Ever wonder why typical SystemVerilog base classes are bulky and seem to make life complicated against simple things like $display? The devil lies in detail – true simple $display is the easiest to use, but think about the code you are writing to have longer life and reuse – then you slowly start realizing the need. Sometimes you need to get bitten by the downside of not using amethodology to start appreciating the need for methodology.

See: http://www.vmmcentral.org/vmartialarts/?p=1098 for a smart usage of vmm_log::disable_types() method. Many folks have asked me why the VMM_LOG is so bloated (in their view), the above is just a sample, see more @ http://www.vmmcentral.org/vmartialarts/?p=259

Monday, March 1, 2010

Look ma “No RTL, TB, only PSL/SVA – yet I can validate my spec”

It is one of those most commonly asked questions in any assertions training/engagement – assertions describe design behavior, but how can I validate my assertions even before my RTL and/or TB is ready? This is useful for few reasons:

1. Users new to writing assertions using PSL/SVA are expected to make mistakes in assertions initially. So it will be good to get some quick waveforms and validate the assertions in stand alone fashion.

2. While the spec is vague, it creates a mechanism to develop/solidify the spec itself

Typically during the advanced sequences/SEREs section of our PSL (http://www.cvcblr.com/trng_profiles/CVC_LG_PSL_profile.pdf) trainings or SystemVerilog Assertions trainings (http://www.cvcblr.com/trng_profiles/CVC_LG_SVA_profile.pdf) this question invariably comes up.
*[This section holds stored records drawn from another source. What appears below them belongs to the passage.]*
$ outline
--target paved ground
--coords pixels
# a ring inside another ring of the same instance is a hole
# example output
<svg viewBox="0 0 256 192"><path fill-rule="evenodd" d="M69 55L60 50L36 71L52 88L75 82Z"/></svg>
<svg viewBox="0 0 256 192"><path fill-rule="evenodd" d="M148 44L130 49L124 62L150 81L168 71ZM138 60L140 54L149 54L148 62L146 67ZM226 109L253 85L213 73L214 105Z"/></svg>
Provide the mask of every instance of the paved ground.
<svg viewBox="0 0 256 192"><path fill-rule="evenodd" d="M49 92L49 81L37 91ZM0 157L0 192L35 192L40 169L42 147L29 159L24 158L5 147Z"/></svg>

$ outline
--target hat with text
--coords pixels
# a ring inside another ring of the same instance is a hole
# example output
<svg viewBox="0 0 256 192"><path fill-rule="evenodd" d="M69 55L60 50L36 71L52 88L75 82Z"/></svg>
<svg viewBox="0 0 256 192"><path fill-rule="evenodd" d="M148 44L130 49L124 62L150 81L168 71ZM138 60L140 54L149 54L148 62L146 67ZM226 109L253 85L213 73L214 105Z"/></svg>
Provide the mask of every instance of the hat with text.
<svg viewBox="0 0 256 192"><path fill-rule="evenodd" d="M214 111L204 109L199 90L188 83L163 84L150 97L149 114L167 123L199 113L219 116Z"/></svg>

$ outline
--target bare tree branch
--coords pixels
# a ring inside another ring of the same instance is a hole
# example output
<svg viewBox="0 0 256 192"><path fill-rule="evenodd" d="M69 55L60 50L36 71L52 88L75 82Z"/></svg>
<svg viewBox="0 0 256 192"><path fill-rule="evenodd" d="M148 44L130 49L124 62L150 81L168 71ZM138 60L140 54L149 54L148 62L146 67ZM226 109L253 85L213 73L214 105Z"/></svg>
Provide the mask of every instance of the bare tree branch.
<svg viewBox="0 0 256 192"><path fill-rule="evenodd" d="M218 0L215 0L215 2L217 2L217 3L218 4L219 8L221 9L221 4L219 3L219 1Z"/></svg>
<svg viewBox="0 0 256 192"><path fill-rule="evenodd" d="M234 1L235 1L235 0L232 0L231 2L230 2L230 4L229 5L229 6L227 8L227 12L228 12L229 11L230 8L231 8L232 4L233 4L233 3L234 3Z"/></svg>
In principle this is a sweet spot for formal tools (Model checkers) – though not all of them openly promote this nice “hidden gem”. I had first hand experience of doing it via some scripts inside Synopsys not too long ago. But not every user is made aware of this “non-productized” feature.

 

Here is what Jasper had to say on this:

The idea you have mentioned about visualizing assertions in SVA/PSL without DUT/TB has been around within Jasper, for a long while. At that time, one of our customers is trying to train more people within their company to write PSL, and many of the engineers found it easy to write "incorrect PSL", and would like us to provide a tool to help them understand whether the PSL they have written captures the intended behaviors.

I also heard atleast one another EDA vendor confirming its tool being able to easily do this. I will add that name if I get clearance :-)

So as my co-author Ben Cohen (www.systemverilog.us) always insists – YES one can (and perhaps should, for a class of designs/specs) use assertions in SystemVerilog (SVA) and/or PSL during the micro-architecture specification stage itself.

Welcome to the new world of possibilities – true this capability has been around for few years, but I haven’t seen many fully exploiting it yet.